Shah Tazrian Ashrafi’s debut short-story collection is one of those collections – and I haven’t read too many of them – in which every story could have been a novel. Naiyer Masud used to write like that; criminally under-translated Marathi great GA Kulkarni used to write like that; Lydia Davis, certainly, writes like that – write, that is, in a way that almost every character in these writers’ large and expansive oeuvre seems to have actually lived. You read their stories and you understand that these are men and women who, as Benjamin Kunkel wrote about Roberto Bolano’s The Last Evenings on Earth, had a life instead of a story. “The life was just a mess, and then it ended.”

True of The Hippo Girl and Other Stories too. These are stories in which people, instead of characters, exist, and they lead messy lives, and then sometimes, as it happens to people, their lives end; but sometimes their lives also continue on, though that is often behind the scenes, once the page has been turned and the story has, conventionally speaking, ended. But that’s what I mean when I say that every story here could have been a novel: these stories resonate beyond the pages because the people in them seem to have had a life beyond these pages. Irrespective of whether the people are based on real-life or made-up, you get a sense while reading Ashrafi’s collection that these people existed; that these people had flesh and blood and thoughts and, especially, a history of their own, which is an incredibly difficult thing to pull off, as anybody who has ever tried to write can attest.

Stories that leave you reeling

But Ashrafi pulls it off well. There are stories here which left me thinking (and, in some cases, reeling) for quite some time after I finished reading them.
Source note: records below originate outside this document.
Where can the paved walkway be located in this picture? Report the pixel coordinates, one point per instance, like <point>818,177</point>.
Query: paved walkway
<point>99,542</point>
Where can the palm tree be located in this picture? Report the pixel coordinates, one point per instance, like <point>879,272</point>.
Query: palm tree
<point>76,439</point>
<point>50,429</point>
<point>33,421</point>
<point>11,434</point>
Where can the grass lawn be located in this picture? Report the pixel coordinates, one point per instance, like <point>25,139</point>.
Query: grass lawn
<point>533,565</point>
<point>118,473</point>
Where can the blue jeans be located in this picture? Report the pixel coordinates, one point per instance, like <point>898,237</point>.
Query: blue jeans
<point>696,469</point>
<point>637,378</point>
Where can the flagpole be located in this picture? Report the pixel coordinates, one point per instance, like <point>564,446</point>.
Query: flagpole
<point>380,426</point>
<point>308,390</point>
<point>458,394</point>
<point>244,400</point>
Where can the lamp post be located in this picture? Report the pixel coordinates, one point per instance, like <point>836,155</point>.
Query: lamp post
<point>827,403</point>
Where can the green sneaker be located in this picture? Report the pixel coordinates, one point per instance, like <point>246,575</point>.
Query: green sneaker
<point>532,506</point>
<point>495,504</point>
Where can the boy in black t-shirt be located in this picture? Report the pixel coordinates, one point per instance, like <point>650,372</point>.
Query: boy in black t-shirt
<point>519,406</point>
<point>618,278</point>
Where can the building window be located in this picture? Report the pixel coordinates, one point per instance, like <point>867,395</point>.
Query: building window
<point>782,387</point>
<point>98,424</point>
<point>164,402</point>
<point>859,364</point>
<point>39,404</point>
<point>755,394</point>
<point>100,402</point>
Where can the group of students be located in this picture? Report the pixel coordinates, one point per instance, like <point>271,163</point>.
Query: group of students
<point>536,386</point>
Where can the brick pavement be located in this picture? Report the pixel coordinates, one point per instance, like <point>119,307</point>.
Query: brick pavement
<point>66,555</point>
The very best in the collection, I think, is “Bilal”, a terrific and terrifying story about the eponymous Bilal, “born blind in the left eye” but with the “saving grace” of not being a “dark boy like most of us.” It is narrated by a narrator who is both complicit in what happens to Bilal but also an outsider, someone who observes and then relates. His observations would come to mean something – a great deal – later, as the story goes on unfolding and the reader goes on discovering, until they are hit by the shock of the final horror.
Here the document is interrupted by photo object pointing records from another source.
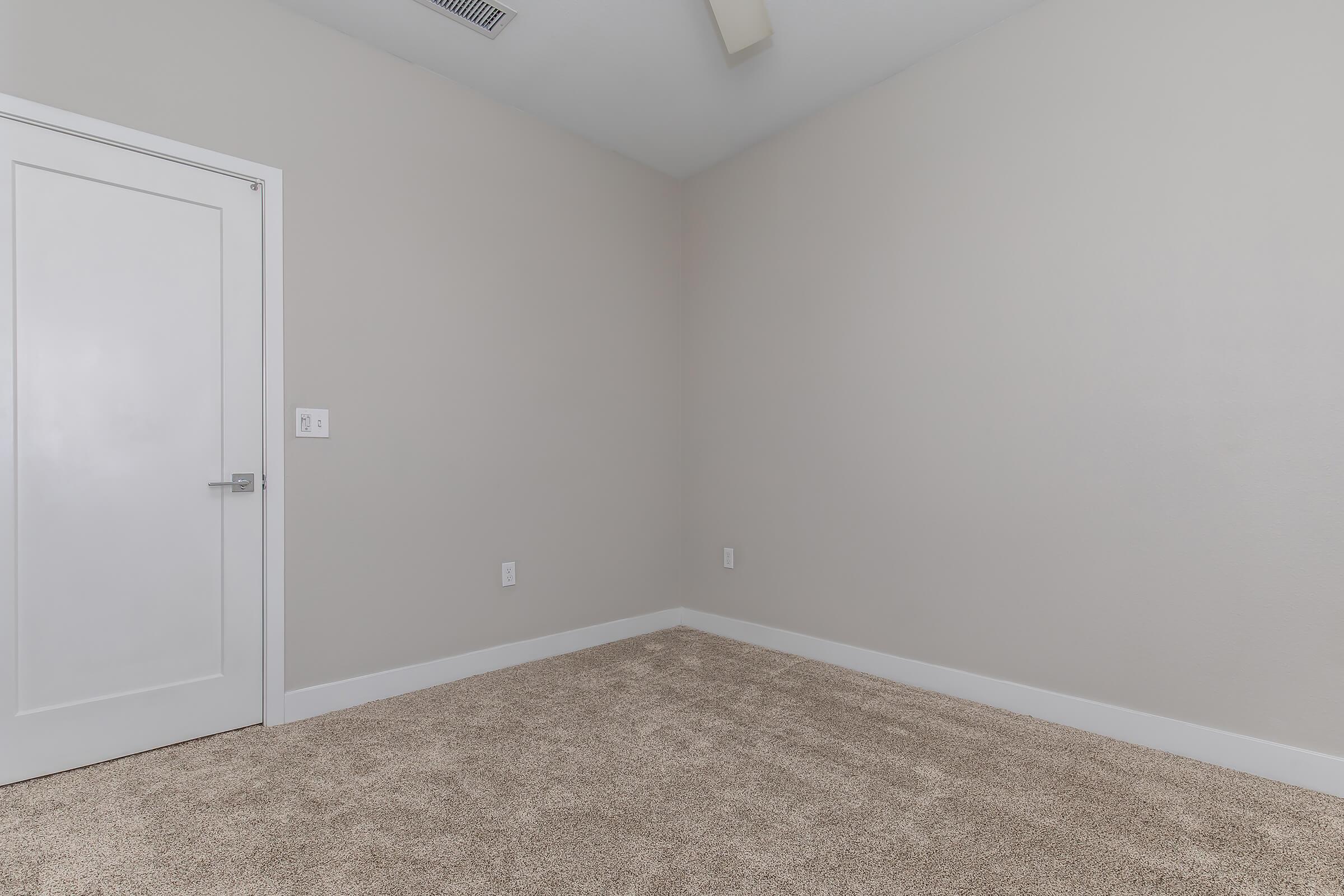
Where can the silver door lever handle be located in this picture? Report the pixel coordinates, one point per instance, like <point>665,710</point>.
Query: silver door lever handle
<point>240,483</point>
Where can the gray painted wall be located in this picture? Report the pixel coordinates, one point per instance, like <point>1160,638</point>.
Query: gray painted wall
<point>1030,362</point>
<point>488,307</point>
<point>1026,362</point>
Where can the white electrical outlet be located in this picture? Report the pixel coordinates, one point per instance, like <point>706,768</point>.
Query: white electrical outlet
<point>311,423</point>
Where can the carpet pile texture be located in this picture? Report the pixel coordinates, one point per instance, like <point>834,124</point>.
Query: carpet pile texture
<point>671,763</point>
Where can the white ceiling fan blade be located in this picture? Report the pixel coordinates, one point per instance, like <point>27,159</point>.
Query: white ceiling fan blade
<point>743,22</point>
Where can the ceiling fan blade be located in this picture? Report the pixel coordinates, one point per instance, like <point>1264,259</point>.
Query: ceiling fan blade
<point>743,22</point>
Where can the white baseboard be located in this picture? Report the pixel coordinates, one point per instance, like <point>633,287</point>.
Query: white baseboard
<point>380,685</point>
<point>1264,758</point>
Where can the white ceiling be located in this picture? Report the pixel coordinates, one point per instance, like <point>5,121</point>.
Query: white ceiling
<point>651,78</point>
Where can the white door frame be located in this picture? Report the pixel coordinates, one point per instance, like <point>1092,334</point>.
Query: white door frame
<point>270,182</point>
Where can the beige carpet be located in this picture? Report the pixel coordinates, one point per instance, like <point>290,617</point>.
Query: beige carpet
<point>671,763</point>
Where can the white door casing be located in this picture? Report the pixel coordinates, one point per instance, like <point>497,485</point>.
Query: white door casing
<point>131,375</point>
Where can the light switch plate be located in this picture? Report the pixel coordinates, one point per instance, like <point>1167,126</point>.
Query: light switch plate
<point>312,423</point>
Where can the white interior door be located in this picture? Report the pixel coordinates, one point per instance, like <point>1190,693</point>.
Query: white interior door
<point>131,376</point>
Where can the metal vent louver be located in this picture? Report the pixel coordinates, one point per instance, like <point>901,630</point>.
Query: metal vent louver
<point>487,18</point>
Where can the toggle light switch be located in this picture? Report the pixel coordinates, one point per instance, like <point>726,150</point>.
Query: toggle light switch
<point>311,423</point>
This unfolding towards a violent finality is also etched well in another story – and another candidate, to me, for being the finest in the collection – titled “The Maid in Dhanmondi”, about Farah, a reporter based in the UK who returns to her homeland Bangladesh and strikes up a friendship with her maid, Naznin. The story starts along predictable lines: Naznin is hesitant with Farah while Farah encourages her to make herself at home, be comfortable, “loosen up a little”. Loosen up Naznin does, and the resultant bond between Farah and Naznin is depicted with insight and tenderness, without any forced conversations about class or how they are different and yet comfortable within each other’s company peeping out, which makes their friendship seem natural, almost a given. But, as the story goes on and discoveries are made, something else begins peeping out: history. And when history comes into the picture, as this collection underlines constantly, things get muddled up and relationships are threatened; often this threat goes beyond mere break-ups in friendships: it attains fanatical tendencies, the inevitable result of which, as we know very well, is mindless violence.

Violence, both as a by-product of history as well as something that is felt on a deeply personal level, is also one of the abiding themes of Hippo. Its hum is ever-present, like in “A Blazing History of Rage”, which on the surface is about an abusive father whose unfulfilled professional ambitions are typically burdened upon his two sons. But that burden is not just psychological but also – or rather mostly just – physical, felt by the sons in the brutal beatings that they receive at the hands of their father. “In every punch he lands on our arms, in every slap that jolts our cheeks, in every pull of the sideburns, we feel desperation coursing through his being. He really wants to send us away.”

Send them away where? To the cadet college. Because, as the father sometimes reminds his sons, “… it becomes very easy to get into the army, navy, or air force if you are a cadet college graduate…” but also because the father was once a cadet college student himself, and was expelled for cheating, which had angered their grandmother for life. The grandmother never forgives the father, and now, says a relative to the two brothers, the father “just wants to fix his past through you two.”

This is a short but extremely sharp collection of stories by a very young writer. It has a range of characters and perspectives and experiences all deftly observed and presented in stories that are not just character studies but also about something, that about being, more often than not, Bangladesh, its violent past and the past’s gripping hold over the country’s present. Ashrafi’s people are haunted by Bangladesh’s history, but it is not the only thing that defines them – the dialogues, though sometimes a little clunky, are refreshingly devoid of polemical declarations; these are just people talking to each other with things happening to them by the natural course of events. Its pages pulsate with grief and humour and tenderness and empathy and violence and destruction – but in depicting all of this, Ashrafi never forgets or lets us forget that his characters are ultimately just humans caught in the various pushes and pulls of that difficult process we call living. And this, I think, is the biggest strength of a collection that has many.

Atharva Pandit is a writer. His debut novel Hurda was published in 2023 by Bloomsbury India.

The Hippo Girl and Other Stories, Shah Tazrian Ashrafi, Hachette India.